Nunca nasceram tão poucos bebés em Portugal, pelo menos desde que há dados fiáveis. Em Outubro passado, Rui Vaz Osório, presidente da Comissão Nacional para o Diagnóstico Precoce, já antecipava que em 2009 a natalidade iria cair para um mínimo histórico. Os dados dos "testes do pezinho" indicam agora que as suas previsões mais pessimistas - ficar abaixo da fasquia dos 100 mil nascimentos - só não se confirmaram por pouco.
Os dados provisórios apontam para um total de 100.026 rastreios efectuados em 2009 no Instituto de Genética Médica Jacinto de Magalhães, no Porto - que centraliza as análises das amostras de sangue recolhidas através da picada no calcanhar dos recém-nascidos. São cerca de menos quatro mil do que em 2008. E estes testes constituem um indicador extremamente fiável da natalidade, porque cobrem "99,6 por cento" do total de nascimentos. "Nunca nasceu tão pouca gente em Portugal", lamenta Vaz Osório.
Para o médico, 78 anos, três filhos e seis netos, a quebra da natalidade verificada no ano passado, após a ligeira recuperação de 2008, é vista com grande preocupação. "Era o que temíamos", diz, atribuindo o fenómeno à crise económica, à "desagregação completa do conceito de família" e às "actuais prioridades dos casais".
Há quem não encare este fenómeno com preocupação. A evolução no sentido do declínio dos nascimentos "tem sido consistente" e "estamos em linha com o que se verifica na generalidade dos países europeus", lembra Maria João Valente Rosa, socióloga, especialista em demografia e professora na Faculdade de Ciências Sociais e Humanas da Universidade Nova de Lisboa. Os valores têm descido sempre, com ligeiras oscilações, ao longo dos anos. Se se analisar a situação em termos de décadas, a quebra foi abrupta.
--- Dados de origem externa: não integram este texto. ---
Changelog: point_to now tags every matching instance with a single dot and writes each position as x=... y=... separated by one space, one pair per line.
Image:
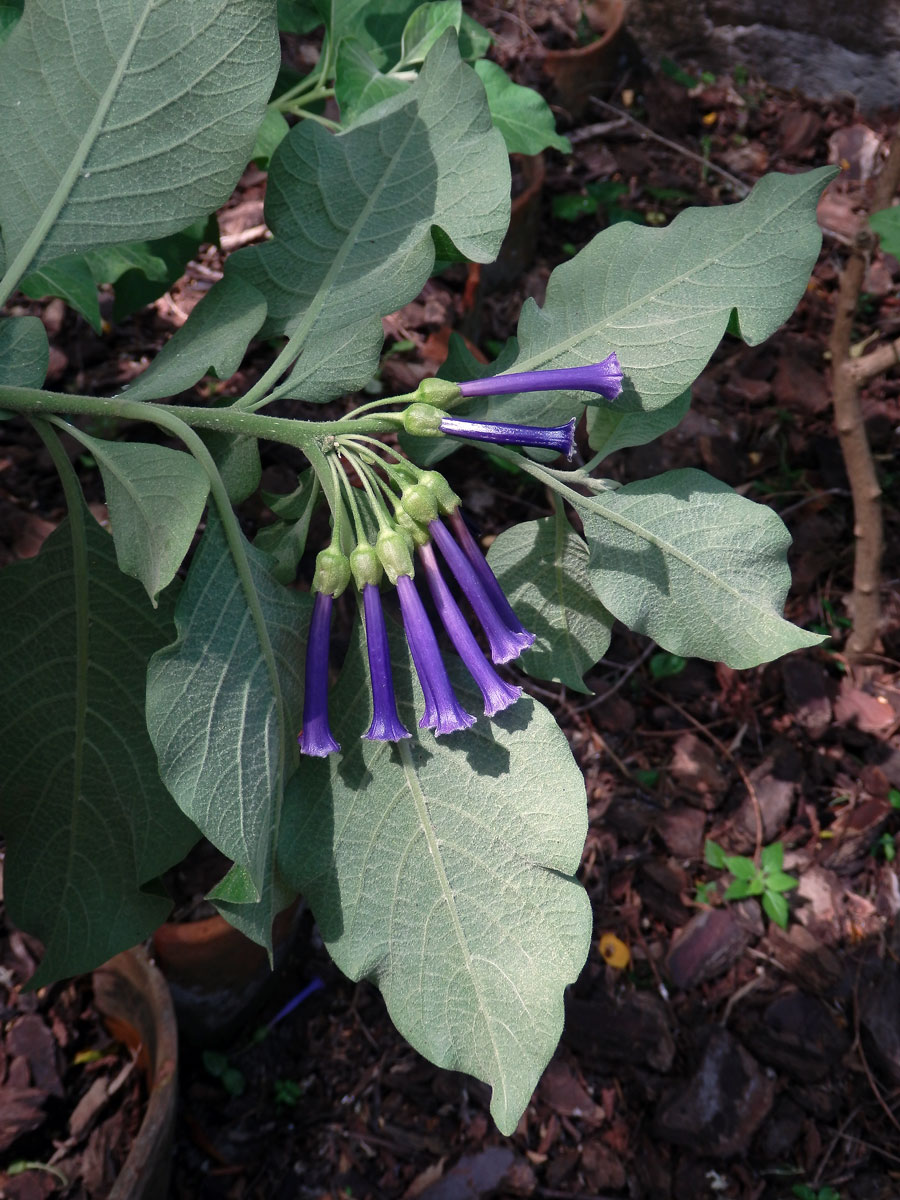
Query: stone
x=707 y=946
x=724 y=1103
x=820 y=49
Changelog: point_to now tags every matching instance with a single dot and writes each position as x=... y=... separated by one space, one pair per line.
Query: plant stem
x=223 y=420
x=846 y=376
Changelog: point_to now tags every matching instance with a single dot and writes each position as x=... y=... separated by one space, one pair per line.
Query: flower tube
x=603 y=378
x=497 y=693
x=505 y=641
x=443 y=712
x=387 y=725
x=555 y=437
x=316 y=736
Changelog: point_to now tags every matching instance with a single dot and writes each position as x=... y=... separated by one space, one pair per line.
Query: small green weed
x=767 y=880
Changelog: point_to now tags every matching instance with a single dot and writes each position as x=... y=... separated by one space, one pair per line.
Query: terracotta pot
x=520 y=244
x=580 y=71
x=135 y=1001
x=216 y=973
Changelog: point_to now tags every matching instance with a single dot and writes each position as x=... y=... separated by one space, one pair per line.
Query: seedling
x=767 y=880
Até meados dos anos 60, nasciam mais de 200 mil bebés por ano e Portugal era então um país conhecido por ter "descendências numerosas". Agora, sucede o inverso. "Passámos de primeiros por termos muitos [nascimentos] para primeiros por termos poucos", comenta a especialista, que interpreta os dados com optimismo: "São resultado de importantes conquistas sociais".
Saldo pode voltar a negativo
A confirmarem-se, os números não podem ser descontextualizados, porque há aspectos estruturais e conjunturais que os justificam, nota. O peso relativo das mulheres em idade fértil (15 aos 49 anos) tem vindo a diminuir e, simultaneamente, observa-se um adiamento do projecto de maternidade. No início dos anos 80, "tinha-se o primeiro filho, em média, aos 23,5 anos; agora, é aos 28,4", recorda. O que significa que actualmente sobra menos tempo às mulheres para terem filhos. E elas também querem ter menos filhos - o índice sintético de fecundidade (número de filhos por cada mulher em idade fértil) era de 1,37, em 2008, e de 1,33, em 2007, um dos mais baixos da União Europeia.
A crise teve impacto?
Ana Fernandes, demógrafa e docente na Faculdade de Ciências Médicas da Universidade Nova de Lisboa, acredita que, provavelmente, sim. Recorda o ano 2000, com um fenómeno inverso (um "pico" de nascimentos, mais de 120 mil), como contraponto ao de 2009. "Da mesma maneira que em 2000 o excesso de nascimentos reflectiu o entusiasmo do guterrismo, com estabilidade no emprego, o desapertar do cinto, agora, provavelmente, estamos [a sentir] o inverso. Há contenção e a natalidade ressente-se", comenta.
Os incentivos à natalidade pouco ou nada têm ajudado. "As mulheres sabem melhor do que os governantes o que afecta o nascimento de uma criança: a estabilidade em termos de trabalho, as condições de acolhimento - e as creches são poucas e caríssimas", observa.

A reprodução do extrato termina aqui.